102 N.W. 679, 73 Neb. 281, 119 Am. St. Rep. 894, 1905 Neb. LEXIS 77
CourtNebraska Supreme Court
DecidedFebruary 22, 1905
DocketNo. 13,408
StatusPublished
Cited by9 cases

This text of 102 N.W. 679 (State ex rel. McClay v. Mickey) is published on Counsel Stack Legal Research, covering Nebraska Supreme Court primary law. Counsel Stack provides free access to over 12 million legal documents including statutes, case law, regulations, and constitutions.

Bluebook
State ex rel. McClay v. Mickey, 102 N.W. 679, 73 Neb. 281, 119 Am. St. Rep. 894, 1905 Neb. LEXIS 77 (Neb. 1905).

Opinion

Holcomb, C. J.

A writ of mandamus is applied for to require the respondent, the governor, to appoint a commission of five persons whose duty it shall he to supervise the selection of a site on the capitol grounds and the erection of a monument to be dedicated to the memory of the life and public services of President Lincoln. The application is based on what purports to be an act of the legislature which is carried into the laws of 1903, and published as chapter 157 thereof. The governor, we are advised, declines to act through no lack of sympathy for the object sought to be attained, but because of a doubt as to the validity of the law which must be looked to for authority to proceed. The right to the writ prayed for depends, therefore, upon the validity of the enactment referred to. The following certificate made by the secretary of state is found at the close of the printed laws passed by the legislature at its 28th session. Laws 1903, p. 747.

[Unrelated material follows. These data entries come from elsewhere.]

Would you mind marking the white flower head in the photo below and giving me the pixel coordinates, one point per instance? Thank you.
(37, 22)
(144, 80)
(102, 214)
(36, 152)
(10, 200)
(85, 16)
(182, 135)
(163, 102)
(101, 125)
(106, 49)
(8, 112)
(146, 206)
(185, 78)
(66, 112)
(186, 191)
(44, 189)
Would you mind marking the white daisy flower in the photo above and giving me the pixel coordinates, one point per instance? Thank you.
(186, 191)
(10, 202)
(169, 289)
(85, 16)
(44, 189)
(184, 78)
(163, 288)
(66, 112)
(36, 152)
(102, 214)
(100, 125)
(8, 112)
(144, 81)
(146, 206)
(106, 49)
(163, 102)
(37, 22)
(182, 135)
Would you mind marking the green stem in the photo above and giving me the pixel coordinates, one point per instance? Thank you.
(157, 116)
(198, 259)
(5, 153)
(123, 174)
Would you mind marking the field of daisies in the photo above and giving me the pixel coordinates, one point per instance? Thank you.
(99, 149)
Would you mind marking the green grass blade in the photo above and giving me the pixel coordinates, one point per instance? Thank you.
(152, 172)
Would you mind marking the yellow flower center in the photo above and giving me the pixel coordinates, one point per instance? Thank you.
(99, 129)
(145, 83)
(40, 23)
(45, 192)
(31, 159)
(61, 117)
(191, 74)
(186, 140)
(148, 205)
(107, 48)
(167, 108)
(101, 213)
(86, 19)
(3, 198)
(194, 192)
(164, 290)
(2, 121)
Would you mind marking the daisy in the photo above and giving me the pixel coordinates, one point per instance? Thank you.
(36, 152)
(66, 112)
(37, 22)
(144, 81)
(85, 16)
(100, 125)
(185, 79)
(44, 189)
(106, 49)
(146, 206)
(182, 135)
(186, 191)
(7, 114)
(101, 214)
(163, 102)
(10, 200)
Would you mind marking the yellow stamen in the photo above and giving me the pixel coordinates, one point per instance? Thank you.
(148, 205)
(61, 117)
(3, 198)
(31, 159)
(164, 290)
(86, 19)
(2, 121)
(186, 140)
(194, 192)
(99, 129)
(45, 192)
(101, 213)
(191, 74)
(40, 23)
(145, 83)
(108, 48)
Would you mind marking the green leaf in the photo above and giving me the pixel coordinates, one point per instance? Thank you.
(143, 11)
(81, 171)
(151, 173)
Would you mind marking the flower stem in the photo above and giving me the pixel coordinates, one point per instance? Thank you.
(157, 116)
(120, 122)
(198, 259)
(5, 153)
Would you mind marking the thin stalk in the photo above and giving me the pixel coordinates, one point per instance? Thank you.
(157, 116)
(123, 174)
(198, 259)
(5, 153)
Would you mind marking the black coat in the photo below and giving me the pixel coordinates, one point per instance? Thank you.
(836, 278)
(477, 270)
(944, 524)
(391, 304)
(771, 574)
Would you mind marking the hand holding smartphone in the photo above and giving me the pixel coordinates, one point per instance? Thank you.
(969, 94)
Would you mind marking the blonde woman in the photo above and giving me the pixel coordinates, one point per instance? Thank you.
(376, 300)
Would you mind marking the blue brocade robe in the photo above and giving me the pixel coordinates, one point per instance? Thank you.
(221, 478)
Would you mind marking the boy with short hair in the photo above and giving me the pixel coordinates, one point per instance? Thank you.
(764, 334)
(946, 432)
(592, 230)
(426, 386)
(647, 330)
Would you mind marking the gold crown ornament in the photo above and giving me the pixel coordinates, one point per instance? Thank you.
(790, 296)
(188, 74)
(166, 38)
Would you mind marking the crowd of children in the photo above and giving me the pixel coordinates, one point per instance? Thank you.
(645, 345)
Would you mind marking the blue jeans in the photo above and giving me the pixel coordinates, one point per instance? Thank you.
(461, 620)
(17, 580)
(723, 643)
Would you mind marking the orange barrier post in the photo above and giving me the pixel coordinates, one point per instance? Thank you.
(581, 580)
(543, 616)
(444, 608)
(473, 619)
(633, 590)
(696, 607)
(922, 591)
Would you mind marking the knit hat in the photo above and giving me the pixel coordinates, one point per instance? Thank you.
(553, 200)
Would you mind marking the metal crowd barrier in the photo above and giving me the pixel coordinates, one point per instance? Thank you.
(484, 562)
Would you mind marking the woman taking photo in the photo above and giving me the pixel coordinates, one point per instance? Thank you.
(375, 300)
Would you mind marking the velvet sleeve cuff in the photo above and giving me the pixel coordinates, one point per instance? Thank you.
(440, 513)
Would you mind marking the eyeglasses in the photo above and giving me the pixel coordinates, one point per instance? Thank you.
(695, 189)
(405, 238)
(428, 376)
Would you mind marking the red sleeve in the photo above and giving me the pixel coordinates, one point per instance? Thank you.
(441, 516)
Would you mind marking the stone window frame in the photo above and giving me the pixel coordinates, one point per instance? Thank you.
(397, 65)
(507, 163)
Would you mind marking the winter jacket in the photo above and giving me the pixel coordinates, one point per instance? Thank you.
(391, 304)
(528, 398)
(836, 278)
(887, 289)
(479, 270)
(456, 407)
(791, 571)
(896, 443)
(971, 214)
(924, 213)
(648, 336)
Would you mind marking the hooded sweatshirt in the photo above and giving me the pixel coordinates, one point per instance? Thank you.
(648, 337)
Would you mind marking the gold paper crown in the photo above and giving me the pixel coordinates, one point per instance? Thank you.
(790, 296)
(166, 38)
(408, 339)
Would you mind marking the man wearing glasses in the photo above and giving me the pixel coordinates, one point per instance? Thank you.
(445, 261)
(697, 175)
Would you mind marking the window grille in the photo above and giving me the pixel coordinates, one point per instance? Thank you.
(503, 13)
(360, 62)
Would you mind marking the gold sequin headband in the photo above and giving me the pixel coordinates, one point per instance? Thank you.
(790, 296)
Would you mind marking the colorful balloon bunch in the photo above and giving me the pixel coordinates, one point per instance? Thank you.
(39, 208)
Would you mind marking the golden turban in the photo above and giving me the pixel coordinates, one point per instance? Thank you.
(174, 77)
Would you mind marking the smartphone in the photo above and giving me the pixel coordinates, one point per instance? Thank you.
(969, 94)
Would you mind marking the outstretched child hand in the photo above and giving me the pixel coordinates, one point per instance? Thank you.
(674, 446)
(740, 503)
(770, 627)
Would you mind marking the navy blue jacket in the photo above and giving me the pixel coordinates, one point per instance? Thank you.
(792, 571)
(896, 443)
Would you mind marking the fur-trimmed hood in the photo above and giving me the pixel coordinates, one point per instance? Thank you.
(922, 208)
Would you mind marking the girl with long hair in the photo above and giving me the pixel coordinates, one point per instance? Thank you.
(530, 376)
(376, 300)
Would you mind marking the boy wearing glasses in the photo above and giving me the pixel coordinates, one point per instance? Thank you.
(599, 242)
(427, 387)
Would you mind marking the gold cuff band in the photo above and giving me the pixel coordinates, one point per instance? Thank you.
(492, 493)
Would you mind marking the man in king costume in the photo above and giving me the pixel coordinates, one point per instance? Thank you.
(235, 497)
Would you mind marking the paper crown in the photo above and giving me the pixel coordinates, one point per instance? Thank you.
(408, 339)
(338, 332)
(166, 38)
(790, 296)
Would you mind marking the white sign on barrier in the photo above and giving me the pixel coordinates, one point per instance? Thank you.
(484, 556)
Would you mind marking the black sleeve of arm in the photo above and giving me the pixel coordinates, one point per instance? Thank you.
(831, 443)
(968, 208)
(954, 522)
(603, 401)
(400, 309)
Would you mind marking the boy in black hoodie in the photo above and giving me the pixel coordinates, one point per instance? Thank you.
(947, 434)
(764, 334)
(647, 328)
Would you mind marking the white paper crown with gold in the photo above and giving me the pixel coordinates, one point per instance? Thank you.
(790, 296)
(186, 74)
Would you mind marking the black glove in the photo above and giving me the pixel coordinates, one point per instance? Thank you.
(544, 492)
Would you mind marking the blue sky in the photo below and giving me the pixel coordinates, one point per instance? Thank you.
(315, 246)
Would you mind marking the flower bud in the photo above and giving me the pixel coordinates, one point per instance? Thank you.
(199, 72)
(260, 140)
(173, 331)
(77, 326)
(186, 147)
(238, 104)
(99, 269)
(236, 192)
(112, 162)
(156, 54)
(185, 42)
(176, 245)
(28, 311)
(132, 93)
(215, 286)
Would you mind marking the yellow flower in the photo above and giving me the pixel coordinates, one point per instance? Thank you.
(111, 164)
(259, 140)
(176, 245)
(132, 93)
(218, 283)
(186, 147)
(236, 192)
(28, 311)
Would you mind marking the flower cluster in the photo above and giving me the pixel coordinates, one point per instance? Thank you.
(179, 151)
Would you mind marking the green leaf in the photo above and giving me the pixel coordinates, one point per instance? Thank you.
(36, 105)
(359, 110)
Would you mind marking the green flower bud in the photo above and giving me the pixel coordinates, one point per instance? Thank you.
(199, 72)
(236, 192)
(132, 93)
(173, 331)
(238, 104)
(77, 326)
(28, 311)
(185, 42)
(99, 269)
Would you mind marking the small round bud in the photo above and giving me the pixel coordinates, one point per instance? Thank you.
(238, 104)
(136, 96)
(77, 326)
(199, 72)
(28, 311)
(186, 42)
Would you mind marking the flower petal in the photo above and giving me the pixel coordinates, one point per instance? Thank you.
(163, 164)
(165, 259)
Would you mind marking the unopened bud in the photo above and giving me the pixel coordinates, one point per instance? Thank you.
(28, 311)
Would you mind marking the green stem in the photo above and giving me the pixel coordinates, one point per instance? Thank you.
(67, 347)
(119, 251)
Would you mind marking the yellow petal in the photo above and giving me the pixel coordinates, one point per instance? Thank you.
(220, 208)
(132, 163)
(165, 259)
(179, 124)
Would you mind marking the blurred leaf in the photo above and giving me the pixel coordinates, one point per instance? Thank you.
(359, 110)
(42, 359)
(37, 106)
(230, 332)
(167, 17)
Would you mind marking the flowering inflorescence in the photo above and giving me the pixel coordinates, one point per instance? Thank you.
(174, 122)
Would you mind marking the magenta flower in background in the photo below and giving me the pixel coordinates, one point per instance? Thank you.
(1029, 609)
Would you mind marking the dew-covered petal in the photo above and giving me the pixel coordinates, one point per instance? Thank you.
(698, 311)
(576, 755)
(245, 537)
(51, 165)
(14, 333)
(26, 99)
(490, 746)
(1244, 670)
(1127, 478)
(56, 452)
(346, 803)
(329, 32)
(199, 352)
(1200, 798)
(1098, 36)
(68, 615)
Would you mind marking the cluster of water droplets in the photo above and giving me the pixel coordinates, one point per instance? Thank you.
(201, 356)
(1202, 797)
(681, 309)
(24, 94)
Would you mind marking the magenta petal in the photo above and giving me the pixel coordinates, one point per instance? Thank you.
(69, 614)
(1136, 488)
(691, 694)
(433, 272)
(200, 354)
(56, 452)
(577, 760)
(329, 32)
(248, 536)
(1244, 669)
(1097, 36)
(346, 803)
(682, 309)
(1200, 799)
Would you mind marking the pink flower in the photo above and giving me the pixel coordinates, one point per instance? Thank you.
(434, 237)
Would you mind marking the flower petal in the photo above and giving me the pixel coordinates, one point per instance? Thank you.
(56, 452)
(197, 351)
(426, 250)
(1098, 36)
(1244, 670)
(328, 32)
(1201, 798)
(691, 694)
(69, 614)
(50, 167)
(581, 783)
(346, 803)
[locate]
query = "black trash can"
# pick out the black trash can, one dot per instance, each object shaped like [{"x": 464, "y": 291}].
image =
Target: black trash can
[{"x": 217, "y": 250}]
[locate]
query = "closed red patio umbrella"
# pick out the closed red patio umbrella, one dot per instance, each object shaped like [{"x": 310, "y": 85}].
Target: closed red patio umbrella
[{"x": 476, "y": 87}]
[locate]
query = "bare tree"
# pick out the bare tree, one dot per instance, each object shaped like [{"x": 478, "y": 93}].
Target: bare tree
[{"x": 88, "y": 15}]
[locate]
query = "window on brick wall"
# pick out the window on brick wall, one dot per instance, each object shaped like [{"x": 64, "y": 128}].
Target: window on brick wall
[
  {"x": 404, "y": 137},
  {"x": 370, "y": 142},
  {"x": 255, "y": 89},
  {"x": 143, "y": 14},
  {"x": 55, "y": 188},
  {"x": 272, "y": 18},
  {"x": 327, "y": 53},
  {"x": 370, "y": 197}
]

“All of the foregoing laws (except as otherwise noted in connection with the same) are signed and attested as follows, to wit: John H. Mockett, Jr., Speaker of the House of Representatives. Attest: John Wall, Chief Clerk of the House of Representatives. Edmund G-. Me[283]*283Gilton, President of the Senate. Attest: A. R. Keim, Secretary of Senate.” There is found attached to chapter 157 (house roll No. 78), the act in question, the following-certificates: “I, C. H. Barnard, first assistant chief clerk of the house of representatives of the state of Nebraska, do certify that the copy of house roll No. 78, hereto attached, is a full and correct copy of said house roll No. 78 as passed by the house March 31 by a vote of 60 yeas to 12 nays; that it was transmitted to the senate on the same day, and on April 6 returned from the senate indefinitely postponed. On April 7 it was recalled from the house for further consideration and on the 8th of April transmitted to the house and passed, where, by oversight, the bill failed to be sent to the enrolling room.
“Given under my hand this 14th day of April, A. D. 1903. C. H. Barnard,
“First Assistant Chief Cleric of the House.”
“State of Nebraska, ss :
“I, A. R. Keim, secretary of the senate of the state of Nebraska, do hereby certify that the copy of said house roll No. 78, hereto attached, is a full and correct copy of said house roll No. 78 that was read the third time on the 8th day of April, 1903, and was duly passed by the senate by a vote of 30 yeas to 2 nays, and was thereafter on the same day transmitted to the house of representatives with a certificate attached that the same had been passed by the senate.
“Given under my hand this 14th day of April, 1903.
“A. R. Keim,
“Secretary of the Senate.”

This bill appears to have been approved by the governor on April 14, 1903. An inspection of the enrolled bills in the office of the secretary of state passed by the legislature at the session mentioned discloses that the only authentication of the act under consideration is to be found in the two certificates above set forth. The bill is in no[284]*284wise authenticated by the signature of either of the presiding officers nor do the names of either or any of the clerical officers of either house appear on said bill as attesting the signatures of the presiding officers. It may also be said that the measure in question does not appear to have the earmarks of being an enrolled bill, such as is customary after the final passage of an act through both branches of the legislature. It is in all probability a copy of the engrossed bill procured at the time it was certified to as above mentioned. The legislature adjourned sine die on the 8th day of April, 1903. The question presented, therefore, is whether house roll No. 78, the act in question, has been passed through both branches of the legislature, authenticated and approved with all of the formalities required to give it the force of law.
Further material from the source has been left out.